Não nos apercebemos da importância dos limites e limites da comunicação – até que se tornou o maior conflito na nossa experiência de swing.

Os primeiros casais que conhecemos (virtualmente) nos sites de estilo de vida estavam dentro de nós – o que foi ótimo…e um grande aumento de confiança!

Cada casal estava no estilo de vida há algum tempo e ficou claro que pelo menos um dos casais estava apenas interessado em “carne fresca” – ou novatos no estilo de vida.

Eles nos enviavam mensagens todas as noites com fotos maliciosas e conversa suja.

Embora fosse lisonjeador – também era super avassalador. A nossa inexperiência deixou-nos inseguros sobre como lidar com a situação. Algumas noites estávamos orgulhosamente exclamando – “eles gostam de nós e acham que estamos quentes” e outras noites era “Jesus, essas pessoas precisam recuar”.

Sem ter quaisquer limites de comunicação estabelecidos – estávamos totalmente despreparados para a enorme quantidade de esforço, comunicação e planejamento que o estilo de vida oscilante levaria.

4) A atenção individual pode ficar estranha e complicada

Além das mensagens do casal – lidar com a atenção individual e mensagens pessoais era outra coisa que não tínhamos pensado em discutir.

Quando comecei a receber mensagens quase diariamente da metade masculina de um casal específico – eu sabia que tínhamos de estabelecer alguns limites. Assim que o meu marido descobriu que o outro homem tinha posto de lado as nossas conversas de grupo para me enviar mensagens pessoais – ele estava menos do que satisfeito.

Parecia que uma regra não escrita e não discutida tinha sido quebrada quando a comunicação deixou a configuração do grupo.

Era assim que sabíamos que era um limite.

O meu marido sentia-se desconfortável com isso e eu questionava como se sentiria se a situação fosse invertida – por isso tornou-se um limite difícil para nós.

Para muitas pessoas – um limite na comunicação pode parecer tolice…mas o tempo no estilo de vida ensina-nos que cada casal tem limites muito específicos por razões muito específicas.

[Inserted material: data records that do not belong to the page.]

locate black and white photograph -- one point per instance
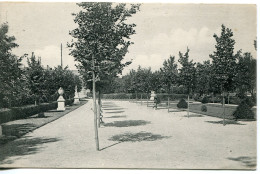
(128, 85)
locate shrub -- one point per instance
(5, 115)
(23, 112)
(69, 101)
(182, 104)
(196, 97)
(204, 108)
(158, 100)
(244, 111)
(205, 100)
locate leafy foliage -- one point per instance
(102, 35)
(244, 111)
(204, 108)
(10, 71)
(224, 61)
(182, 104)
(169, 74)
(203, 75)
(187, 73)
(245, 78)
(205, 100)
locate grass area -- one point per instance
(17, 128)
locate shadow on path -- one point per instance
(113, 108)
(110, 146)
(115, 116)
(193, 115)
(127, 123)
(22, 147)
(114, 112)
(137, 137)
(226, 122)
(245, 160)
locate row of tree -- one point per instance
(227, 72)
(33, 84)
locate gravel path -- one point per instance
(135, 136)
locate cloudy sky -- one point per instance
(162, 30)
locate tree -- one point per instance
(224, 61)
(246, 74)
(102, 41)
(10, 71)
(203, 72)
(35, 78)
(104, 35)
(169, 73)
(187, 72)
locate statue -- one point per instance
(61, 100)
(76, 96)
(153, 95)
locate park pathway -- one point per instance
(135, 136)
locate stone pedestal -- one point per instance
(61, 104)
(61, 101)
(76, 98)
(152, 95)
(1, 131)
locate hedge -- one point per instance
(23, 112)
(182, 104)
(160, 96)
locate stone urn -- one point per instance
(61, 100)
(76, 96)
(153, 95)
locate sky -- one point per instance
(162, 30)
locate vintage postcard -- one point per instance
(128, 85)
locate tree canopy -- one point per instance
(102, 35)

Se queremos estar envolvidos com eles – é nossa responsabilidade respeitar esses limites – mesmo que não os possamos relacionar ou não os compreendamos necessariamente.

Abalançar e o estilo de vida pode ficar complicado

Rapidamente aprendemos que as expectativas realistas e a comunicação sólida são fundamentais para o sucesso de qualquer relacionamento não-monogâmico.

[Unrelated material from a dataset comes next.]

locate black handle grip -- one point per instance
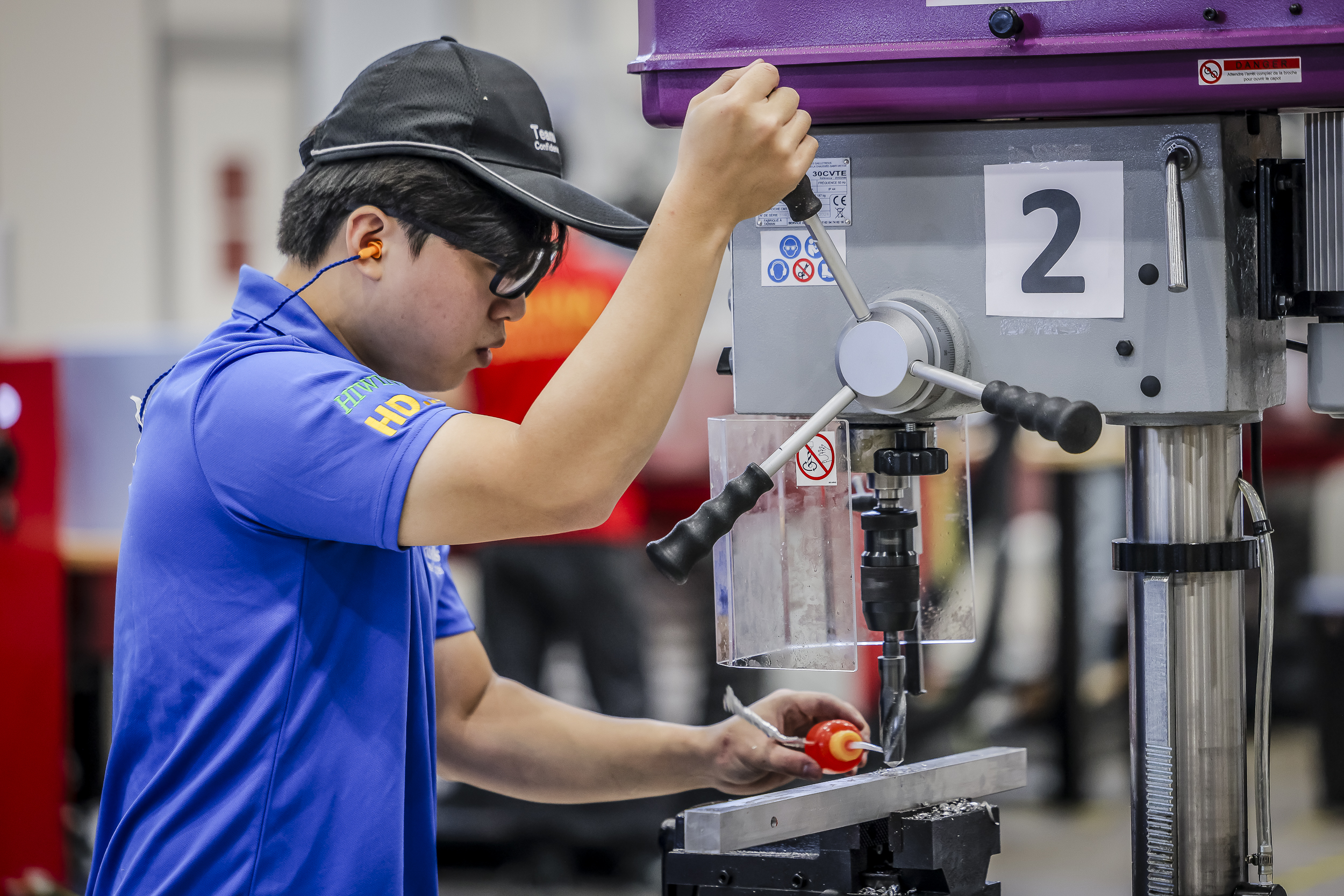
(694, 536)
(1074, 425)
(802, 202)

Complicações são largamente evitadas quando um casal tem uma base sólida de confiança e limites bem comunicados.

Se o seu relacionamento não é de confiança – será óbvio para qualquer pessoa que você encontre no estilo de vida.

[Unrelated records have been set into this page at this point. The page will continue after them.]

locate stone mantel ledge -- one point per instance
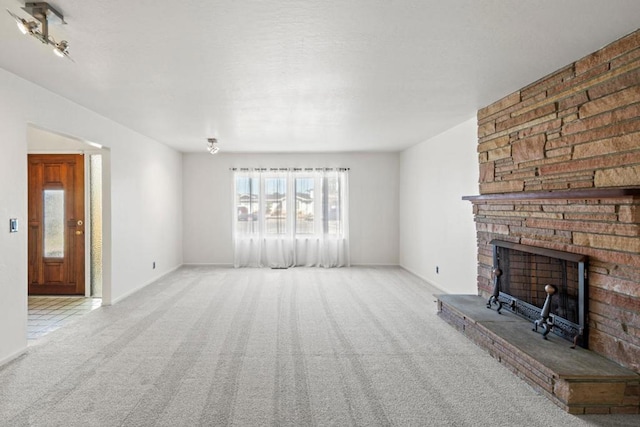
(572, 194)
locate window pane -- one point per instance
(331, 207)
(247, 204)
(54, 223)
(304, 206)
(275, 220)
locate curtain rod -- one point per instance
(288, 169)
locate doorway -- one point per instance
(56, 240)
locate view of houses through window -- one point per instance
(295, 203)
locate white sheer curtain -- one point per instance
(291, 217)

Outros casais correrão ao contrário se sentirem que você e o seu parceiro não estão na mesma página – porque ninguém no estilo de vida quer ser culpado pelos problemas conjugais de outra pessoa.

No final, apenas os dois saberão quais são os limites mais importantes para o seu relacionamento – descubra-os e deixe-os guiar a sua exploração no estilo de vida oscilante!